La coesistenza di definizioni opposte complica qualsiasi architettura di sicurezza post-Gaza. Il consenso occidentale vede Hamas come attore terroristico da isolare, posizione progressivamente adottata da stati sunniti come l’Arabia Saudita. Dall’altra parte, Turchia, Iran e Russia mantengono rapporti aperti per interessi strategici differenti.
I tentativi franco-sauditi di disarmare Hamas mantenendolo come attore politico rappresentano l’approccio più pragmatico, ma la frammentazione della legittimità internazionale continua a ostacolare sia la ricostruzione di Gaza sia la creazione di un quadro di sicurezza condiviso nella regione.

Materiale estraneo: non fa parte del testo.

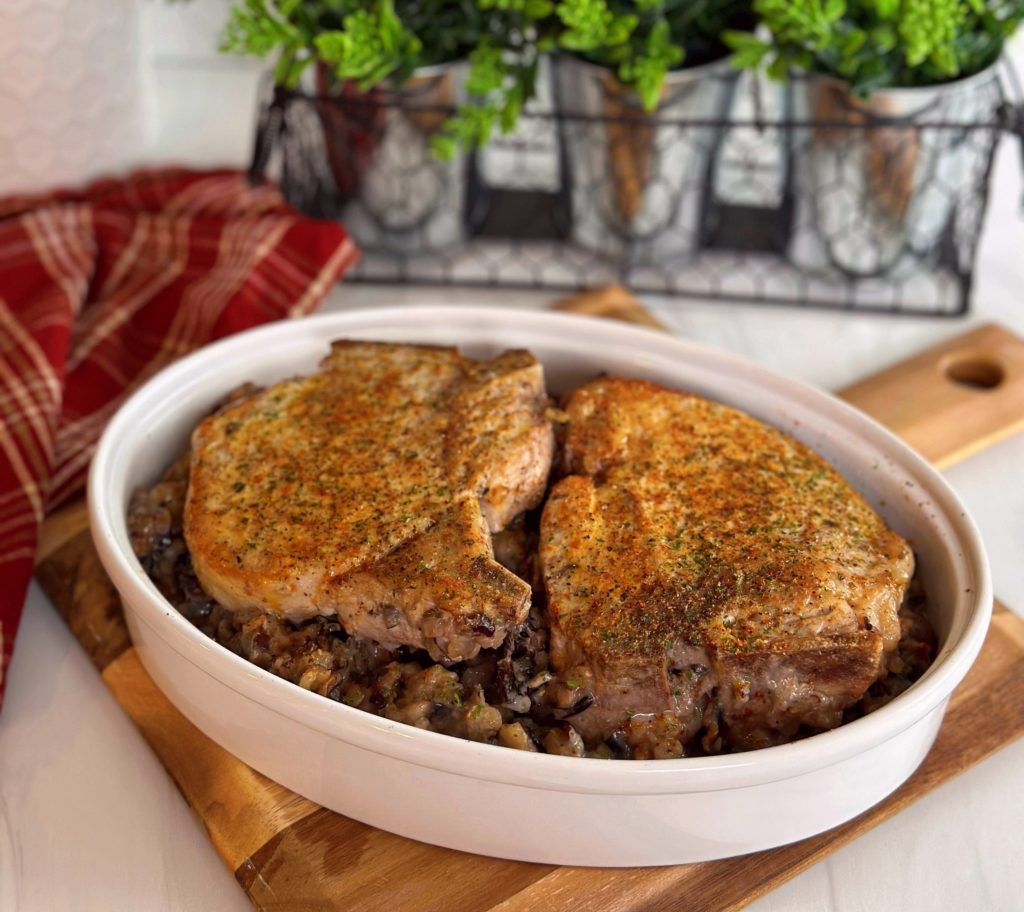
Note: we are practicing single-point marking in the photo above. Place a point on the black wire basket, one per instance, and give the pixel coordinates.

Quali sono i benefici per il popolo Palestinese?
Il riconoscimento dello Stato di Palestina, pur rappresentando un passaggio di grande importanza simbolica, nella realtà quotidiana dei palestinesi ha un impatto molto limitato sulle condizioni di vita effettive. Questo gesto internazionale, infatti, non si traduce automaticamente in cambiamenti concreti sulla libertà di movimento, sulle condizioni economiche, sull’accesso alle risorse o sulla sicurezza delle persone.
Nonostante il riconoscimento da parte di numerosi Stati e l’ammissione della Palestina come “Stato osservatore non membro” all’ONU, permangono tutte le sfide principali: l’occupazione militare israeliana continua sia in Cisgiordania che a Gerusalemme Est, Gaza rimane sotto blocco, i confini non sono definiti e le divisioni politiche interne fra Hamas e Fatah ostacolano la governance efficace. Le restrizioni ai movimenti e agli scambi, la precarietà economica e la carenza di infrastrutture essenziali non hanno subito miglioramenti diretti in seguito a questi riconoscimenti internazionali.
Il riconoscimento dà forza alla causa diplomatica palestinese, ma non comporta un controllo reale del territorio, della sicurezza o delle risorse. L’autorità palestinese non ha potere su molti aspetti essenziali del governo di uno Stato: la possibilità di siglare accordi commerciali autonomi, di amministrare le frontiere o di garantire la protezione dei propri cittadini resta estremamente limitata. Senza una soluzione politica condivisa con Israele e senza il supporto concreto della comunità internazionale nelle questioni chiave (come l’accesso alle risorse idriche, la libertà di movimento o la ricostruzione di Gaza), il riconoscimento da solo non basta a cambiare la realtà quotidiana delle persone.
Per questo motivo, pur rappresentando un passo avanti nella legittimazione politica e simbolica, nella pratica il popolo palestinese continua a vivere una situazione fatta di incertezza, restrizioni e mancanza di prospettive reali di sviluppo. Il riconoscimento internazionale, senza misure concrete che portino alla fine dell’occupazione e al raggiungimento di un vero Stato indipendente, rimane soprattutto un fatto simbolico.